Here’s what’s going on in these methods:

  1. The first method is responsible for drawing a line between two points. Remember that this app has two image views: mainImageView, which holds the “drawing so far”, and tempImageView, which holds the “line you’re currently drawing”. Here, you want to draw into tempImageView, so you need to set up a drawing context with the image currently in the tempImageView, which should be empty the first time.
  2. Next, you get the current touch point and then draw a line from lastPoint to currentPoint. You might think that this approach will produce a series of straight lines and the result will look like a set of jagged lines. This will produce straight lines, but the touch events fire so quickly that the lines are short enough and the result will look like a nice smooth curve.
  3. Here, you set some drawing parameters for brush size and stroke color. If you’re interested in learning more about these, check out Apple’s documentation for CGContext.
  4. This is where the magic happens and where you actually draw the path!
  5. Next, you need to wrap up the drawing context to render the new line into the temporary image view. You get the image representation of the context and set it to the image property of tempImageView.
  6. The system calls touchesMoved(_:with:) when the user drags a finger along the screen. Here, you set swiped to true so you can keep track of whether there is a current swipe in progress. Since this is touchesMoved, the answer is yes, there is a swipe in progress! You then call the helper method you just wrote to draw the line.
  7. Finally, you update lastPoint so the next touch event will continue where you just left off.

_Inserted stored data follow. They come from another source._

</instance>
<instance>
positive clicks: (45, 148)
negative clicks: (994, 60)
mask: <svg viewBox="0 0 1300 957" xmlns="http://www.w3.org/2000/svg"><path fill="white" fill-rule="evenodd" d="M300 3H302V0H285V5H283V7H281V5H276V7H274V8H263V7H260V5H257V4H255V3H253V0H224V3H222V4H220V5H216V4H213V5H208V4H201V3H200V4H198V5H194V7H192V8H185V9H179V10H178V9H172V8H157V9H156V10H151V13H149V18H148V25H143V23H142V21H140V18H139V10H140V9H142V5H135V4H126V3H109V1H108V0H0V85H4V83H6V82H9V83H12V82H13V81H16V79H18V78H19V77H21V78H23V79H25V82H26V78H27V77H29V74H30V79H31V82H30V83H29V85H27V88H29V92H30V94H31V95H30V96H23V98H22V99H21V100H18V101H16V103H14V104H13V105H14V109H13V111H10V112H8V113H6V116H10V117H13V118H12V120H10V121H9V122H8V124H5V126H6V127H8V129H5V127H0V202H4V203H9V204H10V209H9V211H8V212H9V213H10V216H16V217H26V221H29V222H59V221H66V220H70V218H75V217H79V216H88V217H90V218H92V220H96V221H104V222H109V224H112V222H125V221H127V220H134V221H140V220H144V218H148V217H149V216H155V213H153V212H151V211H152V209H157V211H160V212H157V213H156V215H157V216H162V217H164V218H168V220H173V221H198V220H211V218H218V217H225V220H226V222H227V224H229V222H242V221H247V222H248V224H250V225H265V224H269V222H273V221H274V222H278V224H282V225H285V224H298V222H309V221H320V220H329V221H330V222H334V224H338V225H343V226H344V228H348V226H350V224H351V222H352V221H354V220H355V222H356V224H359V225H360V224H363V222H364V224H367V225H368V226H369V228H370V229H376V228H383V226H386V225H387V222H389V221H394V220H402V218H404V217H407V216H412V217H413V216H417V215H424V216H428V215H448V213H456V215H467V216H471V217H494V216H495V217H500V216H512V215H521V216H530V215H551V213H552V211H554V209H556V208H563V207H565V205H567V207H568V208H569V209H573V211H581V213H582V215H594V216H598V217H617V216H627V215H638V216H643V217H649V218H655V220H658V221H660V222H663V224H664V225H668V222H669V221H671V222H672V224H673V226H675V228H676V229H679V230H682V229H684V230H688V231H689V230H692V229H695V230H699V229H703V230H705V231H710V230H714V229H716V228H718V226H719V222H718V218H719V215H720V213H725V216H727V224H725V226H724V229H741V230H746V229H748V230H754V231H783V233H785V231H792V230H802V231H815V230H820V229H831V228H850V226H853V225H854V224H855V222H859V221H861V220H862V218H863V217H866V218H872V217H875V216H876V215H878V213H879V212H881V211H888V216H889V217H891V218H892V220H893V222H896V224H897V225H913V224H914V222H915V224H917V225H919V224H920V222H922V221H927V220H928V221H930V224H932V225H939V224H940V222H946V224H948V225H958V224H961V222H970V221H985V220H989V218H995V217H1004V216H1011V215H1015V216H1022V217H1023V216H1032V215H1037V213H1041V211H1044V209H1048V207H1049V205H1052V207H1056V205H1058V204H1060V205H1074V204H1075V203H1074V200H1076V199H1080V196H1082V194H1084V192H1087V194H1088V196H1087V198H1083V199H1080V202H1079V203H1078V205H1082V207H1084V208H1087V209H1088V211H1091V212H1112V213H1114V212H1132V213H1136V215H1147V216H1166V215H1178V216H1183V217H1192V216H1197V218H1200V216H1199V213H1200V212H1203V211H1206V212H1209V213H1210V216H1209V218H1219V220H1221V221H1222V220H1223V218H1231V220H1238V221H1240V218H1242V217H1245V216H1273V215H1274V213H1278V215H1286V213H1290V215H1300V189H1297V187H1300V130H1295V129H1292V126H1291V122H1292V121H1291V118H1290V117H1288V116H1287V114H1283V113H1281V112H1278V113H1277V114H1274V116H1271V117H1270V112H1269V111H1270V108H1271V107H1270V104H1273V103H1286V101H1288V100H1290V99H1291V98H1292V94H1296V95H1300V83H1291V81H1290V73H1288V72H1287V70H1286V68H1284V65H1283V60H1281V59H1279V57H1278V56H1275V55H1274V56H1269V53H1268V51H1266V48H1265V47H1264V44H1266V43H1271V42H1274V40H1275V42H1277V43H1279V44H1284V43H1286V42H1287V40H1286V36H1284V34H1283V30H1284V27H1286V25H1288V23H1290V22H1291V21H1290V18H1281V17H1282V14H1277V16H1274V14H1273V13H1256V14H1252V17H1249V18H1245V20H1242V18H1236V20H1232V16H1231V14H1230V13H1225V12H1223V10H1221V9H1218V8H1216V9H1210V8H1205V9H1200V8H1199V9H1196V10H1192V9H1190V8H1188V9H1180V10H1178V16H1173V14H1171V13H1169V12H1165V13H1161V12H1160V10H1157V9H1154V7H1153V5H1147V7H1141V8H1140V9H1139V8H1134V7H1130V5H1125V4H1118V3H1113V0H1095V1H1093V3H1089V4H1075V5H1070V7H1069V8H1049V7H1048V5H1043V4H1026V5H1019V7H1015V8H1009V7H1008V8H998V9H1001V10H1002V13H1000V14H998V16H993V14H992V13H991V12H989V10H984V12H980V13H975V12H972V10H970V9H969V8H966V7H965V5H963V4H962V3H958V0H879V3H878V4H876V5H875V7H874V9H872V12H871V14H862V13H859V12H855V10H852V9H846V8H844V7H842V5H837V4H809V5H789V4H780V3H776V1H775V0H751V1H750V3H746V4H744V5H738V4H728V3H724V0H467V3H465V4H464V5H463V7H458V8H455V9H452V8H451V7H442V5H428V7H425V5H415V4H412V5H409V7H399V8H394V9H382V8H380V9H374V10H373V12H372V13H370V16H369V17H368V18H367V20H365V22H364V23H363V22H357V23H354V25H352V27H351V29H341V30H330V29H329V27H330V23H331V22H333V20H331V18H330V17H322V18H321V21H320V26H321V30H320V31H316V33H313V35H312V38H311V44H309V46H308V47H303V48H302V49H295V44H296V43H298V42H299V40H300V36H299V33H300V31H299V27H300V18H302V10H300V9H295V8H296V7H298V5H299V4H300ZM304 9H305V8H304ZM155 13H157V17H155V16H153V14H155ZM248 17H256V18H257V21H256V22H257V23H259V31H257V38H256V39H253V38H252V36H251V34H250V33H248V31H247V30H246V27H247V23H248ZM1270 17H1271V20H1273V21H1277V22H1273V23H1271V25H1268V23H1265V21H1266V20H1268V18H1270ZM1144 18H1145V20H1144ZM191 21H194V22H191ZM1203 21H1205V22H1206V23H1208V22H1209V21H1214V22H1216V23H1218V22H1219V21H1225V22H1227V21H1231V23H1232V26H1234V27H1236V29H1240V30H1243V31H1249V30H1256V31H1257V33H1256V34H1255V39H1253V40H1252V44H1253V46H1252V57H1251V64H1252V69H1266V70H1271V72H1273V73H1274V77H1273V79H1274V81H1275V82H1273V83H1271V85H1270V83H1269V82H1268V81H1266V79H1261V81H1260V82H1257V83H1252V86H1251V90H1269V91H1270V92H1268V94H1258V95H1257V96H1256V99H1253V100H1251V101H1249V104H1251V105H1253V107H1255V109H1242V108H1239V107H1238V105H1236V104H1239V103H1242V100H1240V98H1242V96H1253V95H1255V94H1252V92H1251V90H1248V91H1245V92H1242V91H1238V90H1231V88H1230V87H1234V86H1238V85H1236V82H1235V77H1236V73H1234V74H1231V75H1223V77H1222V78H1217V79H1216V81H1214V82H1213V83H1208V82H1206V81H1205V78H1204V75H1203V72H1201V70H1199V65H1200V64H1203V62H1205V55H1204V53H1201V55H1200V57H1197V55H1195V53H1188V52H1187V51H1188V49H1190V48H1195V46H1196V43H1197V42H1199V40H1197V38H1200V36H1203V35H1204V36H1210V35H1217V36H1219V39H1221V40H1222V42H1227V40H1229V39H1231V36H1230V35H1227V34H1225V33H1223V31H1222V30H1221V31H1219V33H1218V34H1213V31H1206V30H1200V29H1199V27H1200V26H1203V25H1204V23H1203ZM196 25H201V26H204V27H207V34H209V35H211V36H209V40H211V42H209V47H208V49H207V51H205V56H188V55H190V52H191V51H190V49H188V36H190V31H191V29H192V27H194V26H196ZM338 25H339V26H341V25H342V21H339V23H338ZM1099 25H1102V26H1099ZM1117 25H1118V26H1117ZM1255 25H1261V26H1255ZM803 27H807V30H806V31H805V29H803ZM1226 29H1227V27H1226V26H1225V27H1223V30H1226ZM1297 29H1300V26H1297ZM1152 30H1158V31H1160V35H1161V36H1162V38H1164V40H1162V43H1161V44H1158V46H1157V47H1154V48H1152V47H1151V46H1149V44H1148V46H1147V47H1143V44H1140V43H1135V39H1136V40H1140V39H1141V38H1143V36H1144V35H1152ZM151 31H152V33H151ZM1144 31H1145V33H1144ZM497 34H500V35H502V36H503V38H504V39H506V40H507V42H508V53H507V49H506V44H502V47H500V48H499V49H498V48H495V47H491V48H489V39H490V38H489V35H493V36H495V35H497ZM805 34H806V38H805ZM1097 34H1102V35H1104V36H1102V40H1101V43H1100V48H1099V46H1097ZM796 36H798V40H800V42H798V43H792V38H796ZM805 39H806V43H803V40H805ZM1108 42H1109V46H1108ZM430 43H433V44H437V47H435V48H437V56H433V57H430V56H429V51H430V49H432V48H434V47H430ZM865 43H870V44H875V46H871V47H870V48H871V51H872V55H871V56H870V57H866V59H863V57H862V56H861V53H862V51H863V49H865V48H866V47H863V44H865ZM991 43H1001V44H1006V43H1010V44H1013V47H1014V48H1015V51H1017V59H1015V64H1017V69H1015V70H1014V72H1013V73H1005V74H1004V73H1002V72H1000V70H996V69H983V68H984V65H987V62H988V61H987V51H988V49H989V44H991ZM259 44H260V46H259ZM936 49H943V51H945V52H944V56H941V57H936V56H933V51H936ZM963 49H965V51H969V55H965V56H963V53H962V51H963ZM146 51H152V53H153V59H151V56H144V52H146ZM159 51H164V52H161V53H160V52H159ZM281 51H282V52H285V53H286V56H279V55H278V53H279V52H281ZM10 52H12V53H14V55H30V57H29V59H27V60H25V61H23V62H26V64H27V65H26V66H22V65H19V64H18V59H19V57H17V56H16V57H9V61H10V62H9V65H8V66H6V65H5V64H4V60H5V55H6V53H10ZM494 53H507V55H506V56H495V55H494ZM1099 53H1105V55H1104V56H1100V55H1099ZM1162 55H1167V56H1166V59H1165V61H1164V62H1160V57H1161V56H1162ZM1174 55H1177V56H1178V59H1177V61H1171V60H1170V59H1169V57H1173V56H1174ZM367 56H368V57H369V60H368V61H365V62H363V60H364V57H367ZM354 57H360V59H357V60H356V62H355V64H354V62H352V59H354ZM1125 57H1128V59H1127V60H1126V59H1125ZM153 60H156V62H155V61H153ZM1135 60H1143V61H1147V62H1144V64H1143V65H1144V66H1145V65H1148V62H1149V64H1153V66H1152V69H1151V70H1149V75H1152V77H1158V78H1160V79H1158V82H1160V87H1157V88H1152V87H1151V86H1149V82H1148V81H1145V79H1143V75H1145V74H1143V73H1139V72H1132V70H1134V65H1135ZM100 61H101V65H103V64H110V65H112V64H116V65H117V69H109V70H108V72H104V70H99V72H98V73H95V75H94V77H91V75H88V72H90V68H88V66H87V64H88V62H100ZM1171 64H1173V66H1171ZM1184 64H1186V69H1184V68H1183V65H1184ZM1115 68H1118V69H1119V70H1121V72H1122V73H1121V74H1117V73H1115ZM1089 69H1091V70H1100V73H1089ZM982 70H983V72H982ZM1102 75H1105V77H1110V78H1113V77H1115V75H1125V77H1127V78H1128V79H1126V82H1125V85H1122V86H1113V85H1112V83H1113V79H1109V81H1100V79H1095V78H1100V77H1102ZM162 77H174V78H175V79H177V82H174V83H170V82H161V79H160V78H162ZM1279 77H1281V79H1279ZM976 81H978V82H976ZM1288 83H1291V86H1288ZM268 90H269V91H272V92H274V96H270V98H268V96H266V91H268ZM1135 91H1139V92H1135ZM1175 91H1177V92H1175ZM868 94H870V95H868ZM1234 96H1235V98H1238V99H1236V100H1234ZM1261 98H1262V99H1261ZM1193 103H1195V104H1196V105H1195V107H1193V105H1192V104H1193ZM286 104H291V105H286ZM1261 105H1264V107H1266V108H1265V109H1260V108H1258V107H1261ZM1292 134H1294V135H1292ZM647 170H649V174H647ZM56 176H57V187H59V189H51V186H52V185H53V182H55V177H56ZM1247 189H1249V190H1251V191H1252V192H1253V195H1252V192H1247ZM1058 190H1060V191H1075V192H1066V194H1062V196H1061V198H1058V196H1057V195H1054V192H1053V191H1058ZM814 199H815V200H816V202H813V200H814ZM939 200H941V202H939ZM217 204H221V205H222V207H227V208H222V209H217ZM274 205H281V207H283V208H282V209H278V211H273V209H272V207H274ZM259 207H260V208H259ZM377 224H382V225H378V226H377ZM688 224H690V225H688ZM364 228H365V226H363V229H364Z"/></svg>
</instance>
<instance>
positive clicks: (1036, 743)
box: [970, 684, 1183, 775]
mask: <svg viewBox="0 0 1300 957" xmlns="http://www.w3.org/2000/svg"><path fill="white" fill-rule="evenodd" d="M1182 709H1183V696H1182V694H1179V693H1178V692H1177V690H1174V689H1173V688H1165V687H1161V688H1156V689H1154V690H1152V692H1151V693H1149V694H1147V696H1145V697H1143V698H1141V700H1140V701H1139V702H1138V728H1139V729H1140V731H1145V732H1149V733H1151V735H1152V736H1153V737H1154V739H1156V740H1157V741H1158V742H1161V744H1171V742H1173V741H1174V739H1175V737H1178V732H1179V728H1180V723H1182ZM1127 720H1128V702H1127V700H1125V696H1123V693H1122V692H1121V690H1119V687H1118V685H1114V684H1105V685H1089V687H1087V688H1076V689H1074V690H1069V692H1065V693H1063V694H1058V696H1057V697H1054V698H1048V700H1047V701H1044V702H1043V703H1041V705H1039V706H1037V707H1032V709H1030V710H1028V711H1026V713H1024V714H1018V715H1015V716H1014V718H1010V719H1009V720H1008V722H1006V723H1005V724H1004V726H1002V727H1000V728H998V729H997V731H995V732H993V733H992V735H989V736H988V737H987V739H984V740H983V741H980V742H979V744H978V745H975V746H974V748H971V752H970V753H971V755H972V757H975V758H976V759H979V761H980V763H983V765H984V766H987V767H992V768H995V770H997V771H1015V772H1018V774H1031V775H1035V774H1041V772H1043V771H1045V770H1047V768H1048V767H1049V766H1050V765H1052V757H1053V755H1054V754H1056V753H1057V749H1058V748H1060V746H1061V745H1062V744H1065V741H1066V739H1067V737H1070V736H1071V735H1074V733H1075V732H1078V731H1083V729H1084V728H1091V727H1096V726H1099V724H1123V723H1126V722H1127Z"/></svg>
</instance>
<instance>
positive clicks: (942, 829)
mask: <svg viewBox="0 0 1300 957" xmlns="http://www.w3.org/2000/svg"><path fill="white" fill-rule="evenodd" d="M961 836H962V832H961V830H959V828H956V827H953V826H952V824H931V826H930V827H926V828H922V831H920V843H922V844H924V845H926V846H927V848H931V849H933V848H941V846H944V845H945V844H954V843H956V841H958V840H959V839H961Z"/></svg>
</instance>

Next, add the final touch handler:

override func touchesEnded(_ touches: Set<UITouch>, with event: UIEvent?) {
  if !swiped {
    // draw a single point
    drawLine(from: lastPoint, to: lastPoint)
  }
    
  // Merge tempImageView into mainImageView
  UIGraphicsBeginImageContext(mainImageView.frame.size)
  mainImageView.image?.draw(in: view.bounds, blendMode: .normal, alpha: 1.0)
  tempImageView?.image?.draw(in: view.bounds, blendMode: .normal, alpha: opacity)
  mainImageView.image = UIGraphicsGetImageFromCurrentImageContext()
  UIGraphicsEndImageContext()
    
  tempImageView.image = nil
}

iOS calls touchesEnded(_:with:) when the user lifts his finger off the screen. Here, you first check if the user is in the middle of a swipe. If not, then it means that the user just tapped the screen to draw a single point. In that case, just draw a single point using the helper method you wrote earlier.

If the user was in the middle of a swipe, that means you can skip drawing that single point — since touchesMoved(_:with:) was called before, you don’t need to draw any further.

The final step is to merge the tempImageView with mainImageView. You drew the brush stroke on tempImageView rather than on mainImageView. What’s the point of an extra UIImageView; can’t you just draw directly to mainImageView?

You could, but the dual image views are used to preserve opacity. When you’re drawing on tempImageView, the opacity is set to 1.0 (fully opaque). However, when you merge tempImageView with mainImageView, you can set the tempImageView opacity to the configured value, thus giving the brush stroke the opacity you want. If you were to draw directly on mainImageView, it would be incredibly difficult to draw brush strokes with different opacity values.

OK, time to get drawing! Build and run your app. You will see that you can now draw pretty black lines on your canvas!

That’s a great start! With just those touch handling methods you have a huge amount of the functionality in place. Now it’s time to fill in some more options, starting with color.